From the Dept. of Weird Stuff that Happens to Me
Yeah, this oughta be shared.
Last week sometime, around 8:30 p.m., I was on my way home from the 7-11 on 14th St. where I went on a Big Gulp run. Anyway, I was about 2 blocks from home, coming down the sidewalk alongside a nice new condo building, when I spot some dude taking a leak about 100 feet ahead.
- Not in the alley (seen that).
- Not against the building (seen that).
On the sidewalk. On a little dinky tree alongside the curb. Facing towards me.
Awwwwwww, I don't wanna see that! So I stopped dead in my tracks for a second, trying to decide how to evade this. And THEN, with his pants still open and his equipment still exposed, and with the piss still streaming out, he starts walking towards me!!!

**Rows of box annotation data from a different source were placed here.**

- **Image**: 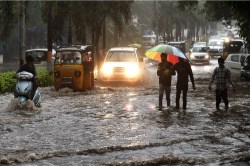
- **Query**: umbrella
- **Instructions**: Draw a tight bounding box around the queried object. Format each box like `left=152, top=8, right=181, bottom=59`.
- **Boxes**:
left=145, top=44, right=188, bottom=64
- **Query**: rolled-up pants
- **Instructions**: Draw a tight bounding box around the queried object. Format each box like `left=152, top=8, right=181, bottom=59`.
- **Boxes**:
left=176, top=87, right=188, bottom=108
left=215, top=89, right=228, bottom=108
left=159, top=84, right=171, bottom=107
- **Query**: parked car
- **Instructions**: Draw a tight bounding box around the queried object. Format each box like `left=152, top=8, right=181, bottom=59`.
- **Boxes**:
left=189, top=46, right=210, bottom=64
left=225, top=53, right=248, bottom=78
left=240, top=55, right=250, bottom=80
left=207, top=39, right=223, bottom=57
left=193, top=42, right=207, bottom=47
left=167, top=41, right=186, bottom=54
left=25, top=48, right=56, bottom=70
left=223, top=39, right=246, bottom=59
left=99, top=47, right=145, bottom=82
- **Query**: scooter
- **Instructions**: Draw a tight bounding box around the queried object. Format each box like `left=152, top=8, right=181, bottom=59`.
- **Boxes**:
left=14, top=71, right=41, bottom=107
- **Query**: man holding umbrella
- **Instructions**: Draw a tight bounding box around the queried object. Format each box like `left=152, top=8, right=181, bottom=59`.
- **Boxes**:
left=157, top=53, right=175, bottom=110
left=173, top=57, right=195, bottom=109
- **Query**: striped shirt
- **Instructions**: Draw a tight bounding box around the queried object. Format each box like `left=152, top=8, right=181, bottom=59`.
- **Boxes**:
left=210, top=66, right=233, bottom=91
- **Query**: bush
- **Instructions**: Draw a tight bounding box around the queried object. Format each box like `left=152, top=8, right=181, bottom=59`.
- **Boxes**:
left=37, top=69, right=54, bottom=87
left=0, top=69, right=54, bottom=93
left=0, top=71, right=16, bottom=93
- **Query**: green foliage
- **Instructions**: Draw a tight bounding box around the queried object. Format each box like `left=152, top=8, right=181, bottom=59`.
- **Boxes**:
left=0, top=72, right=16, bottom=93
left=0, top=69, right=54, bottom=93
left=37, top=69, right=54, bottom=87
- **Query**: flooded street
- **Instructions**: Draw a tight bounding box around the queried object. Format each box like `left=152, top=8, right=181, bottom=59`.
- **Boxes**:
left=0, top=60, right=250, bottom=166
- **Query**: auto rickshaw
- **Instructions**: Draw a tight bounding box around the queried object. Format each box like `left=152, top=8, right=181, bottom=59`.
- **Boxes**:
left=54, top=45, right=94, bottom=91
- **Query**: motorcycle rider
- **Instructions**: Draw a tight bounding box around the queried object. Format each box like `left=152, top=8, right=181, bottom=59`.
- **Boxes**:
left=16, top=55, right=38, bottom=105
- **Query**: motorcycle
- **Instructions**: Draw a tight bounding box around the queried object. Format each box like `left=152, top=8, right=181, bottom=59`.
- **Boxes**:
left=14, top=71, right=41, bottom=107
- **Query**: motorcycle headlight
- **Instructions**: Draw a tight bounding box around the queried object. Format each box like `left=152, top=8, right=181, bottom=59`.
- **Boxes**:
left=75, top=70, right=81, bottom=77
left=54, top=71, right=60, bottom=78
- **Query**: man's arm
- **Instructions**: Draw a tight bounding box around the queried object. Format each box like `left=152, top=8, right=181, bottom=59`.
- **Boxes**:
left=157, top=63, right=164, bottom=76
left=227, top=69, right=235, bottom=92
left=208, top=68, right=217, bottom=90
left=187, top=63, right=196, bottom=90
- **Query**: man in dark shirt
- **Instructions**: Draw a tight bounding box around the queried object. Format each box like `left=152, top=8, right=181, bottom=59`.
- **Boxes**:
left=173, top=58, right=195, bottom=109
left=17, top=55, right=38, bottom=97
left=157, top=53, right=175, bottom=110
left=208, top=57, right=235, bottom=110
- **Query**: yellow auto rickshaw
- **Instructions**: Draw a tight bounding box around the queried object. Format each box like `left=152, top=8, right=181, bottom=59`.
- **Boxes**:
left=54, top=45, right=94, bottom=91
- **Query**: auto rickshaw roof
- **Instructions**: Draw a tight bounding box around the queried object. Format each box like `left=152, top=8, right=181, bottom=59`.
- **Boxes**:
left=57, top=45, right=93, bottom=52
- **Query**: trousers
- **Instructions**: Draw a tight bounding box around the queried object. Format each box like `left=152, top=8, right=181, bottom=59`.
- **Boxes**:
left=176, top=87, right=188, bottom=109
left=215, top=89, right=228, bottom=108
left=159, top=84, right=171, bottom=107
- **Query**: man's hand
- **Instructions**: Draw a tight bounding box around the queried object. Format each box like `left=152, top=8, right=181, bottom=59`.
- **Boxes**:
left=233, top=86, right=236, bottom=93
left=208, top=84, right=212, bottom=91
left=193, top=84, right=196, bottom=90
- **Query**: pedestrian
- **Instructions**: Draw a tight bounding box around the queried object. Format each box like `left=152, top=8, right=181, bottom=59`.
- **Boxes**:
left=16, top=55, right=38, bottom=98
left=157, top=53, right=175, bottom=110
left=208, top=57, right=235, bottom=110
left=173, top=57, right=195, bottom=109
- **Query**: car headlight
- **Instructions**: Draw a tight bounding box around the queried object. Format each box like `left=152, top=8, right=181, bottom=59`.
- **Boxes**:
left=125, top=64, right=140, bottom=77
left=101, top=64, right=113, bottom=76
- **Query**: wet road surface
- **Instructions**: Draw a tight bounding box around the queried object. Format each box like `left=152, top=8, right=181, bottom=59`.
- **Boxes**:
left=0, top=60, right=250, bottom=166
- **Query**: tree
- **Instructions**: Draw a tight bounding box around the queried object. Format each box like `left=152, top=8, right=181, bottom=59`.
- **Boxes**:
left=203, top=1, right=250, bottom=50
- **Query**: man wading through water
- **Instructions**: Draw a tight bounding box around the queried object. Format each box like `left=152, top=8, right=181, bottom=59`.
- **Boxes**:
left=173, top=57, right=195, bottom=110
left=157, top=53, right=175, bottom=110
left=208, top=57, right=235, bottom=110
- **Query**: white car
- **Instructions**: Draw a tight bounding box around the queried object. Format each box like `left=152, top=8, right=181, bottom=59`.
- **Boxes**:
left=99, top=47, right=145, bottom=82
left=25, top=48, right=56, bottom=70
left=225, top=53, right=249, bottom=78
left=207, top=39, right=224, bottom=56
left=189, top=46, right=210, bottom=64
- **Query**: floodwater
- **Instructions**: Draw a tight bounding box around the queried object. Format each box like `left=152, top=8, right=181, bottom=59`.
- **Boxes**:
left=0, top=60, right=250, bottom=166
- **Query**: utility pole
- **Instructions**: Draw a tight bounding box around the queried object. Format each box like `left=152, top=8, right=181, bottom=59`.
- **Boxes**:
left=19, top=1, right=25, bottom=66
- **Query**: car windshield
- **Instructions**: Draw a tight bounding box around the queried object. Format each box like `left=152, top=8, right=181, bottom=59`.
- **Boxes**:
left=208, top=41, right=223, bottom=46
left=192, top=47, right=207, bottom=52
left=26, top=51, right=47, bottom=63
left=106, top=51, right=137, bottom=62
left=55, top=51, right=82, bottom=64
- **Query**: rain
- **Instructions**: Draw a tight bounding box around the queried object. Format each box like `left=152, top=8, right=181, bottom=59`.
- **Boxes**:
left=0, top=0, right=250, bottom=166
left=0, top=60, right=250, bottom=165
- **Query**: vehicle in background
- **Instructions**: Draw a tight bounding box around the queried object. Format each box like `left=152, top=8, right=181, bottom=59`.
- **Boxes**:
left=142, top=35, right=156, bottom=49
left=99, top=47, right=145, bottom=83
left=222, top=39, right=246, bottom=59
left=207, top=39, right=223, bottom=57
left=167, top=41, right=186, bottom=54
left=25, top=48, right=56, bottom=71
left=193, top=42, right=207, bottom=47
left=0, top=55, right=3, bottom=64
left=54, top=45, right=95, bottom=91
left=189, top=46, right=210, bottom=64
left=225, top=53, right=248, bottom=78
left=240, top=55, right=250, bottom=80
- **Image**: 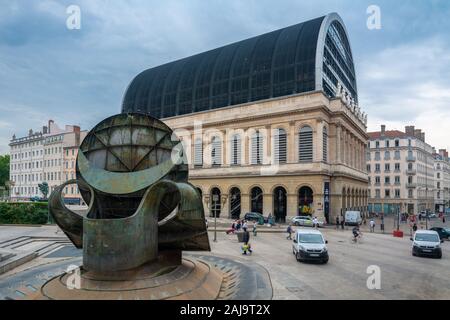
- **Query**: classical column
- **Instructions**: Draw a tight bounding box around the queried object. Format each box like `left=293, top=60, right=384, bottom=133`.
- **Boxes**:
left=314, top=119, right=325, bottom=161
left=263, top=193, right=275, bottom=218
left=335, top=123, right=342, bottom=163
left=242, top=128, right=250, bottom=165
left=263, top=125, right=272, bottom=164
left=220, top=130, right=230, bottom=166
left=287, top=121, right=298, bottom=163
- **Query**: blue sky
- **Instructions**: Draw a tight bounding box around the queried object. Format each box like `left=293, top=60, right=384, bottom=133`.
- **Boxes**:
left=0, top=0, right=450, bottom=154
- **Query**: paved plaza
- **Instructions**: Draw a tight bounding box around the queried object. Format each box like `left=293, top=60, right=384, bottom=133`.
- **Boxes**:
left=0, top=222, right=450, bottom=300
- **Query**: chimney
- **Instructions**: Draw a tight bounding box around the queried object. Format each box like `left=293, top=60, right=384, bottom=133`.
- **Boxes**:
left=48, top=120, right=55, bottom=133
left=414, top=129, right=422, bottom=139
left=405, top=126, right=414, bottom=137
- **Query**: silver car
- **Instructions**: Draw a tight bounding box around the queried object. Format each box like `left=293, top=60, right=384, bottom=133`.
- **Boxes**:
left=292, top=216, right=323, bottom=227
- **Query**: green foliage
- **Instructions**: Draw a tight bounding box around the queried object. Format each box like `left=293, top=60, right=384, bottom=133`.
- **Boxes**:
left=0, top=202, right=48, bottom=224
left=0, top=154, right=9, bottom=186
left=38, top=181, right=48, bottom=199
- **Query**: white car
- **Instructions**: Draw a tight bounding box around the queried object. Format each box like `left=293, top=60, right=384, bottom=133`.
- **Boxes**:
left=292, top=229, right=329, bottom=263
left=292, top=216, right=323, bottom=227
left=345, top=211, right=362, bottom=226
left=411, top=230, right=444, bottom=259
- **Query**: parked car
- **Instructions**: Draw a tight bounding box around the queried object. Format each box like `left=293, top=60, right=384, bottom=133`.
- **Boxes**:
left=411, top=230, right=444, bottom=259
left=430, top=227, right=450, bottom=240
left=292, top=228, right=329, bottom=263
left=345, top=211, right=362, bottom=226
left=292, top=216, right=323, bottom=227
left=244, top=212, right=267, bottom=223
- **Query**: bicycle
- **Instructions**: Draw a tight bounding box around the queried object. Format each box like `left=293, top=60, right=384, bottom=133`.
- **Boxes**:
left=350, top=232, right=364, bottom=244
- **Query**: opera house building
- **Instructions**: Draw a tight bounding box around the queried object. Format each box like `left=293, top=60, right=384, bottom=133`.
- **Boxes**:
left=122, top=13, right=368, bottom=222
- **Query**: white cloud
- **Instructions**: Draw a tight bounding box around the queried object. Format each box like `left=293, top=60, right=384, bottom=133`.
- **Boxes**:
left=358, top=37, right=450, bottom=148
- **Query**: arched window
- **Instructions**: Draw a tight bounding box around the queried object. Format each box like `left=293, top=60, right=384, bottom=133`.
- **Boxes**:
left=298, top=126, right=313, bottom=161
left=230, top=187, right=241, bottom=219
left=273, top=128, right=287, bottom=163
left=251, top=131, right=263, bottom=164
left=211, top=188, right=222, bottom=218
left=322, top=127, right=328, bottom=162
left=250, top=187, right=263, bottom=214
left=230, top=134, right=241, bottom=165
left=194, top=138, right=203, bottom=167
left=211, top=137, right=222, bottom=166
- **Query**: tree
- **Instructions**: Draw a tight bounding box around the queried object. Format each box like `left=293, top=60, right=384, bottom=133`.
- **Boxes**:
left=38, top=182, right=48, bottom=199
left=0, top=154, right=10, bottom=186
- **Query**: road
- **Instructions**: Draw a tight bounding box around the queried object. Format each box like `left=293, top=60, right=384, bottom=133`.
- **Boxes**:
left=206, top=226, right=450, bottom=300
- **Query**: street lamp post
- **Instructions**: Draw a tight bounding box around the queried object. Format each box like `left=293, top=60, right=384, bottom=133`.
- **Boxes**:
left=205, top=194, right=228, bottom=242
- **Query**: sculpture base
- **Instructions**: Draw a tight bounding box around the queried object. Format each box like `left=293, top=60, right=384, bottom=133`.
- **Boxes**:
left=36, top=257, right=224, bottom=300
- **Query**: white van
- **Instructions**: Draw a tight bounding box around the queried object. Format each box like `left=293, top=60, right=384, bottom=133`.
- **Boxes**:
left=292, top=228, right=328, bottom=263
left=411, top=230, right=444, bottom=259
left=345, top=211, right=362, bottom=226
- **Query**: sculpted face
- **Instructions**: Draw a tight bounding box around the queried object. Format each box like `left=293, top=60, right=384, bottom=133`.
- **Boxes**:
left=49, top=113, right=210, bottom=272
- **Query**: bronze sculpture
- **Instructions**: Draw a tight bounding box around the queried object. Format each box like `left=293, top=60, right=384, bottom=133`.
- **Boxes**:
left=49, top=113, right=210, bottom=274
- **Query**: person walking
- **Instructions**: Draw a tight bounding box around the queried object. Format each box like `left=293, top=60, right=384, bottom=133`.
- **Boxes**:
left=225, top=222, right=236, bottom=234
left=236, top=220, right=242, bottom=231
left=242, top=230, right=253, bottom=255
left=242, top=220, right=248, bottom=231
left=313, top=217, right=319, bottom=229
left=252, top=222, right=258, bottom=237
left=286, top=224, right=292, bottom=240
left=369, top=218, right=375, bottom=233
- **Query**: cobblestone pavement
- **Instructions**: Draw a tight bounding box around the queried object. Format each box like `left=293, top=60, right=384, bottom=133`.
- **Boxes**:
left=204, top=229, right=450, bottom=299
left=0, top=226, right=450, bottom=299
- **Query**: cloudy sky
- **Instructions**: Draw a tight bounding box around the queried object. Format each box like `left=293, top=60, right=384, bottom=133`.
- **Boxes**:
left=0, top=0, right=450, bottom=154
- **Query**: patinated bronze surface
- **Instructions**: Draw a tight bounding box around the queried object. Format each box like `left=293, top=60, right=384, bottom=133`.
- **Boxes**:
left=49, top=113, right=210, bottom=274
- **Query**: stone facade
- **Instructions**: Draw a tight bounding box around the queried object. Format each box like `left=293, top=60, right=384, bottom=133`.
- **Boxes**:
left=366, top=125, right=434, bottom=214
left=162, top=91, right=368, bottom=222
left=10, top=120, right=86, bottom=203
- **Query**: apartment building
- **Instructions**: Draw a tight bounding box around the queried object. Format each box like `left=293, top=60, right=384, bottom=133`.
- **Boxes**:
left=366, top=125, right=435, bottom=214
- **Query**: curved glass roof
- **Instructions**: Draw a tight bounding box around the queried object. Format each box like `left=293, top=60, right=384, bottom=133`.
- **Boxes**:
left=122, top=14, right=356, bottom=118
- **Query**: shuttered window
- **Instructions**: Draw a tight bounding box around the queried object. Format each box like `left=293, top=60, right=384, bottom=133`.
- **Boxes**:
left=251, top=131, right=263, bottom=164
left=230, top=134, right=241, bottom=165
left=194, top=138, right=203, bottom=167
left=322, top=127, right=328, bottom=162
left=298, top=126, right=313, bottom=161
left=211, top=137, right=222, bottom=166
left=273, top=128, right=287, bottom=163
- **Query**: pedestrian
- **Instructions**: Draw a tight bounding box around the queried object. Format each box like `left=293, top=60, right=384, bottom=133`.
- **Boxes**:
left=236, top=220, right=241, bottom=231
left=225, top=222, right=236, bottom=234
left=369, top=219, right=375, bottom=233
left=242, top=220, right=248, bottom=231
left=242, top=231, right=252, bottom=255
left=313, top=217, right=319, bottom=229
left=286, top=224, right=292, bottom=240
left=242, top=243, right=253, bottom=255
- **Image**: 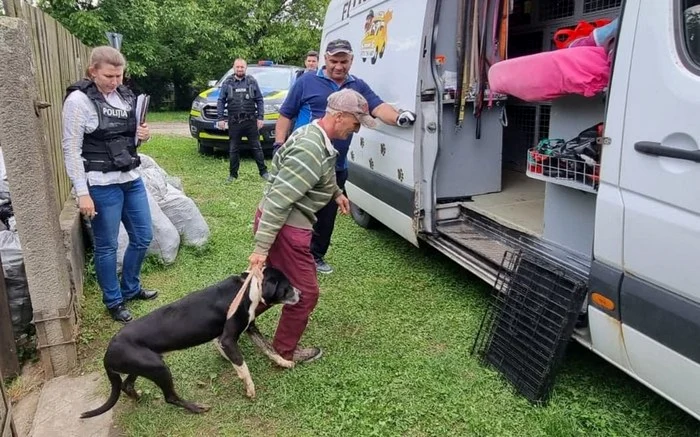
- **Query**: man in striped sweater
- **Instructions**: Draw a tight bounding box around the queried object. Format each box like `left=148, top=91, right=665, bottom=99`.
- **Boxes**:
left=249, top=89, right=375, bottom=362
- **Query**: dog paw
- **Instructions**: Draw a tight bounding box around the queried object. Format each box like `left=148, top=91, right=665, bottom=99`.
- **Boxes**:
left=186, top=404, right=211, bottom=414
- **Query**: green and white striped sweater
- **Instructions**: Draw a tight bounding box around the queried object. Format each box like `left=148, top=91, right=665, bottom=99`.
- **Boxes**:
left=255, top=121, right=342, bottom=255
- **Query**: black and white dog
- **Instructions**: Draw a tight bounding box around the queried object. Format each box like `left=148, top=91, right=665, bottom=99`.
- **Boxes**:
left=80, top=267, right=299, bottom=418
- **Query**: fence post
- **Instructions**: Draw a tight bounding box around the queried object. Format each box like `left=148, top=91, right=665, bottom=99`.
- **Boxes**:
left=0, top=17, right=78, bottom=378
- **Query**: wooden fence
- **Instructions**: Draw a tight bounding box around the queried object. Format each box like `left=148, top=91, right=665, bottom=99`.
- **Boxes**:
left=3, top=0, right=90, bottom=208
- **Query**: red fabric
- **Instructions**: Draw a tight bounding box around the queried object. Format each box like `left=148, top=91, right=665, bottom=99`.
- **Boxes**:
left=488, top=47, right=610, bottom=102
left=253, top=209, right=319, bottom=360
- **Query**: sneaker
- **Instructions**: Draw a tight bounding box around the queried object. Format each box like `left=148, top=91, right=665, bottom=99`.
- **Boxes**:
left=126, top=288, right=158, bottom=301
left=109, top=304, right=133, bottom=323
left=292, top=347, right=323, bottom=363
left=316, top=259, right=333, bottom=275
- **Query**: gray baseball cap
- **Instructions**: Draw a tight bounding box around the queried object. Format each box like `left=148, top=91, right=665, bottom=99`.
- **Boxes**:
left=328, top=88, right=377, bottom=128
left=326, top=39, right=352, bottom=56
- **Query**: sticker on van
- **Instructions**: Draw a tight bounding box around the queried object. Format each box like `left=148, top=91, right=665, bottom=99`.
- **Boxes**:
left=360, top=9, right=394, bottom=64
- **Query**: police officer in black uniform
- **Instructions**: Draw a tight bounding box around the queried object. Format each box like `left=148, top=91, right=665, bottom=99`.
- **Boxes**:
left=216, top=58, right=270, bottom=182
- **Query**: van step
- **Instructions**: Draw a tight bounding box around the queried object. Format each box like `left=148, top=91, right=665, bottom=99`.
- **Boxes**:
left=437, top=207, right=590, bottom=280
left=472, top=250, right=587, bottom=404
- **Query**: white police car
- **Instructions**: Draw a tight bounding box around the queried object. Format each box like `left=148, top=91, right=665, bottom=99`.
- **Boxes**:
left=189, top=61, right=303, bottom=154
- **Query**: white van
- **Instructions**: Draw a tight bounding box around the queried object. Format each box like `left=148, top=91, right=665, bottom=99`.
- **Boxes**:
left=321, top=0, right=700, bottom=419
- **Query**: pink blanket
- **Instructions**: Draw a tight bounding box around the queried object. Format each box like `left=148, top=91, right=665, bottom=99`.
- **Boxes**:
left=488, top=47, right=610, bottom=102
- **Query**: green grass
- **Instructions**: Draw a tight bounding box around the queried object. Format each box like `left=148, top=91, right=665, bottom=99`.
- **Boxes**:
left=76, top=137, right=700, bottom=437
left=146, top=111, right=190, bottom=123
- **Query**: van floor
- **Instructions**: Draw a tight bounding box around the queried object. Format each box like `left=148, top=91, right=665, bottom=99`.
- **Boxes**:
left=462, top=169, right=545, bottom=237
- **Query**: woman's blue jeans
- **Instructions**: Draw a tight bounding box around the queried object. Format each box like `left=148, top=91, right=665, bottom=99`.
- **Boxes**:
left=89, top=178, right=153, bottom=308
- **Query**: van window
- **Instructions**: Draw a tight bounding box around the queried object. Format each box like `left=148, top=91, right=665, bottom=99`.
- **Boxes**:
left=681, top=0, right=700, bottom=66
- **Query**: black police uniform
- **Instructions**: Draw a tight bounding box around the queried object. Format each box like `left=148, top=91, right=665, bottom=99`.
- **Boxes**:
left=217, top=74, right=267, bottom=178
left=66, top=80, right=141, bottom=173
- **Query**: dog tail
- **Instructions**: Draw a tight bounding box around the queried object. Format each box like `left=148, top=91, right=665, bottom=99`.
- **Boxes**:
left=80, top=366, right=122, bottom=419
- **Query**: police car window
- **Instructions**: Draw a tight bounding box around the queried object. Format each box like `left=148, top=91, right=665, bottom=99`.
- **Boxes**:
left=681, top=0, right=700, bottom=66
left=218, top=67, right=291, bottom=90
left=248, top=68, right=290, bottom=90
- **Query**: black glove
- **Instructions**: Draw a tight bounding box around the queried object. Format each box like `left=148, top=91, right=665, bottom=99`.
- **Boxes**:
left=396, top=111, right=416, bottom=127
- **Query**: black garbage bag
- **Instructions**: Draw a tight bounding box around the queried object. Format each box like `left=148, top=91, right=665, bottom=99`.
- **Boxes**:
left=0, top=231, right=32, bottom=338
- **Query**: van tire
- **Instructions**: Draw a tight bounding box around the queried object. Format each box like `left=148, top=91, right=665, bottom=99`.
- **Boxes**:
left=350, top=202, right=377, bottom=229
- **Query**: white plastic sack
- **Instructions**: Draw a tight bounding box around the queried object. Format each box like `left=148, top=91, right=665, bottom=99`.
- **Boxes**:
left=158, top=185, right=209, bottom=247
left=139, top=167, right=168, bottom=203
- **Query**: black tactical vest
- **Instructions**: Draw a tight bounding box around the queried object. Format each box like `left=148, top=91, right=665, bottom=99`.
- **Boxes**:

Oh, no. NO FREAKING WAY. I immediately claimed the street as my escape route and hustled on past without even acknowledging. ('cept I think I was sort of yelling "Dios mio" as I passed by. Is that stereotyping? I think the dude was Latino...)
There were other people around but for whatever reason it seemed like they didn't notice any of this stuff. And you think I'm a space cadet...

2 Comments:
of course, the shallow question beckons.... but was he CUTE??????????????
;)
Are you kidding me? I'm supposed to notice that when there's a piss-flamethrower moving towards me? As if!